Bus stopping

  • 27 April 2010

Trusts in the North West of England are being given the option of getting off the ‘Lorenzo bus’ and being told that they will no longer face penalties if they decide to do so.

E-Health Insider has learned that NHS bosses hope as many as 30 trusts will either volunteer or be persuaded to opt out of taking the strategic electronic patient record that CSC is due to deliver across the North, Midlands and East of England.

The search for volunteers to opt out of taking the late-running iSoft system in the North West appears to be part of a wider ‘de-scoping’ in the NME, driven by the Treasury’s demand for £600m of savings from the National Programme for IT in the NHS.

The Budget indicated that NHS Connecting for Health has round savings of £100m. BT’s March deal for London traded £112m of savings for a reduced number of hospital Cerner implementations. Assuming a new NME LSP deal is signed, the NME is likely to need to find £300m of savings.

Breaking down

Earlier this year, EHI reported that much of the clinical functionality planned for Lorenzo, including theatres, maternity, inpatient electronic prescribing and GP integration, had been dropped.

The reduced functionality put the benefits of the system in doubt for many trusts, although it appears that some has been put back in.

A letter sent by the chief executive of NHS North West says: “From the initial scope discussions on which you were briefed, a revised scope has now been agreed. The revised position now brings theatres, maternity, multi resource scheduling, child health and disconnected mobile working back into scope.”

However, the letter also asks trusts “whether [they] intend to formally withdraw from the programme” and says that “a trust’s financial liability will only occur when you have committed to a project and signed the project initiation document.”

This suggests that most trusts would not face penalties for giving up the commitment to take Lorenzo, although they would need to fund alternatives. It is also understood that trusts staying on the ‘Lorenzo bus’ will receive central funding for the deployment, but that data migration and readiness costs may have to be met locally.

One source told EHI: “These proposals have been generally discussed with a member of the CfH area teams and trust IT management.

“It was made clear that trusts could still opt to stay in the operational implementation plan for Lorenzo and have an opt out at a later stage if the Lorenzo dates slipped too far or the functionality provided was too little – but only if they had not signed up to a project initiation document.”

Steering clear

As things stand, it appears only a few trusts have stepped off. The letter says: “based upon CIO discussions we have indicated that all but six or seven of the NHS North West organisations would stay within the programme.”
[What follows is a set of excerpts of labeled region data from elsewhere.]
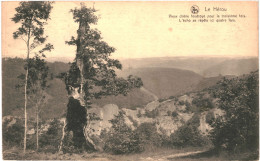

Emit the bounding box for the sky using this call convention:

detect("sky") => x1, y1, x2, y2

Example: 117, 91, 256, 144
2, 1, 258, 60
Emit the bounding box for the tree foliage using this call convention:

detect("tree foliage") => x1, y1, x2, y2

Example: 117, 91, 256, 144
211, 71, 259, 152
104, 111, 144, 154
12, 1, 53, 56
63, 5, 143, 104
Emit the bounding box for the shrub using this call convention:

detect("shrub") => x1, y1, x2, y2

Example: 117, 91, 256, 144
2, 118, 24, 147
192, 96, 214, 111
145, 109, 159, 118
127, 116, 138, 127
158, 98, 166, 102
104, 111, 143, 154
206, 111, 215, 125
136, 110, 142, 118
170, 124, 207, 147
39, 119, 62, 153
136, 123, 162, 146
179, 100, 185, 106
211, 71, 259, 152
172, 111, 179, 118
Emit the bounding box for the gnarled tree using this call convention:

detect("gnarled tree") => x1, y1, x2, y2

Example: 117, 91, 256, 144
61, 4, 143, 149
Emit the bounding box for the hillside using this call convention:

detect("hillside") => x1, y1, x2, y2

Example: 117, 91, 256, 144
203, 58, 258, 77
2, 58, 254, 120
120, 57, 258, 77
118, 67, 203, 98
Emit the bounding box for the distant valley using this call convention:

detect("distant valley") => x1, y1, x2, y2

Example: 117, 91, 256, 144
2, 58, 258, 120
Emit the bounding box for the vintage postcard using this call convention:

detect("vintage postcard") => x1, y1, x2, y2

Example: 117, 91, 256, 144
1, 1, 259, 161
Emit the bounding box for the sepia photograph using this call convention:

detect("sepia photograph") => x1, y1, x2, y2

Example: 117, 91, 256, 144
1, 1, 259, 161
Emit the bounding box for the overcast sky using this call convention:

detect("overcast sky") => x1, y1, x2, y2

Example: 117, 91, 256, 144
2, 1, 258, 59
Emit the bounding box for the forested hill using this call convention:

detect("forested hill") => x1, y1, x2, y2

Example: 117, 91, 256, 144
2, 58, 258, 119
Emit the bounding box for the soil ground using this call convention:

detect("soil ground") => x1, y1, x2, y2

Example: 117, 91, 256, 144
3, 148, 235, 161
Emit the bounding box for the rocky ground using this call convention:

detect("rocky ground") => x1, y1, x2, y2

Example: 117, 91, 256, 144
3, 148, 228, 161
A spokesperson for NHS North West declined to say how many trusts had opted out so far. However, they confirmed that the SHA had been approaching trusts on their IT future plans.

The spokesperson said: “NHS North West is committed to the delivery Lorenzo Regional Care in the region. A review of the deployment plan is currently underway and, therefore, the SHA has been in contact with trusts in order to establish the best way forward.”

Trusts in the North West that have already committed to other solutions include Blackpool, Fylde and Wyre Hospitals NHS Foundation Trust which signed a deal with Alert last year, Wirral University Teaching Hospital NHS Foundation Trust, which is implementing Cerner Millennium, and Wrightington, Wigan and Leigh NHS Foundation Trust, which is currently out to tender.

EHI understands that, depending on the outcome of the renegotiated contract with CSC, similar letters are likely to be sent out to the trusts across the rest of the NME.

There has also been increasing speculation that a renegotiated deal may see CSC losing its contract to provide acute systems across the whole of the NME, instead providing the system across parts of the region, along with its GP systems contract.

The letter says: “In addition to this there is the opportunity for a limited number of organisations to take TPP SystmOne community, hospital and child health solution within total contract value.”

Left behind

Several trusts have told EHI that they have been left in limbo following the failure of University Hospitals of Morecambe Bay NHS Trust to go live with Lorenzo Regional Care Release 1.9 at the end of March and the resulting decision by the Department of Health not to award CSC a renegotiated LSP deal.

One trust IT manager, said: “[DH chief information officer] Christine Connelly did not sign up to the revised CSC contract and it is no longer clear what Lorenzo is or is planned to be. The election was announced and now no one knows anything.”

Christine Walters, associate director of IM&T at Pennine Acute Hospitals NHS Trust, which remains committed to NPfIT, added: “Nobody is really telling us anything. It’s all very vague and little is being said about what is going on at Morecambe Bay or what it means for the trusts expecting to get Lorenzo.”

Mark Thomas, head of North Cumbria Informatics Service at North Cumbria University Hospitals NHS Trust said: “The SHA has asked for commitment in terms of ‘are you in or are you out’ at chief executive level and we’re very much committing ourselves to sitting on the fence on this one.

“We will definitely not be looking at a Lorenzo implementation until at least 2013 and that is caveated around the cost of implementation, which is very large compared to the benefits coming back.”

CfH said it was unable to comment because it is still in negotiations with CSC.